There’s hope!
I’m going to rely heavily on the Bible to speak for itself here, since I’m still so much in the process of figuring this out myself.
John 13:34 says, “A new commandment I give to you, that you love one another: just as I have loved you, you also are to love one another. By this all people will know that you are my disciples, if you love one another.”
Remember back in part one, where I said that in his counterfeits, Satan always mimics God’s calling? That means there’s an original design for our lives. We see it here in John. We are called by Jesus to love one another as He loved us.
How did He love us? Well, “Greater love has no one than this, that someone lay down his life for his friends” (John 15:13).
So God has called us to lay down our lives for one another in friendship. He has called us to wash each other’s feet, to share our plenty with those in lack.
What do we do with these verses in light of our previous discussion? There seems to be a contradiction of sorts. Our purity is insufficient, yet God calls us to wash each other’s feet. Our sacrifices are ineffective, but God wants us to die for one another.
It seems like He wants us to have a love that isn’t even possible for us.
…Which is probably exactly right, now that I think about it. No wonder I keep encountering locked doors, places where my love can’t enter.
It reminds me of 1 Corinthians 13, the oft-quoted wedding chapter. Clean off some of the residue from
overuse, and there’s some brilliant stuff here. The beginning is all about our weakness, how all of our efforts amount to nothing. We can give our bodies to be burned, but if we don’t have love, it doesn’t count. Many of the problems in my relationships can be traced back to that idea. I’m trying so hard, but there’s something missing.
In Psalm 103, David writes, “God knows our frame; He remembers that we are dust. As for man, his days are like grass; he flourishes like a flower of the field, but the wind passes over it, and it is gone, and its place knows it no more. But the steadfast love of the Lord is from everlasting to everlasting on those who fear Him.”
Some days my love seems to flourish, and I grow excited and puffed up. But then a slight wind jostles me, and I find myself acting selfish or abrupt, with no memory of the strong love I boasted in.
God knows my frame. I’m the one who keeps forgetting. He’s not surprised by the frailty of my love. After all, He sees the past simultaneously with the future, and in those times when I am basking in the glory of my own strength, He is already forgiving the great failures which loom ahead. Like Graham Cooke says, “He’s not disillusioned about us. He never had any illusions in the first place.”
I’m the one with the illusions, so practiced—manicured, even—for the convincing of myself and others.
But we know what comes of that. Maybe you’ve been the recipient of my weak love. Maybe you know better than I the great blind spots I ignore.
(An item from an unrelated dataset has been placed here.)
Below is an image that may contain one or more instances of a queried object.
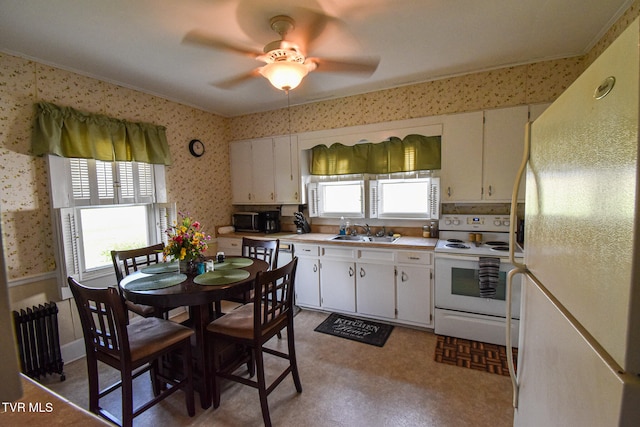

All I’m trying to say is: there is a love that is stronger than ours. And we are called to love with Him, to consider others before ourselves, to lay down our lives for our friends. It’s a shift in heart posture that will manifest itself increasingly in our actions (or so I hope). I think the primary difference may be that the love discussed in Parts 1 and 2 is primarily self-focused—“look at how good I am becoming! look how good I am at loving”—whereas the other, real love is always focused on the other and foremost on God—“look how great His love is!”
I want to do this impossible thing, to become inhabited by Someone who is too big for my space, to love well. I want to let go of the compulsion to make myself appear grand. I want to draw attention to God’s love.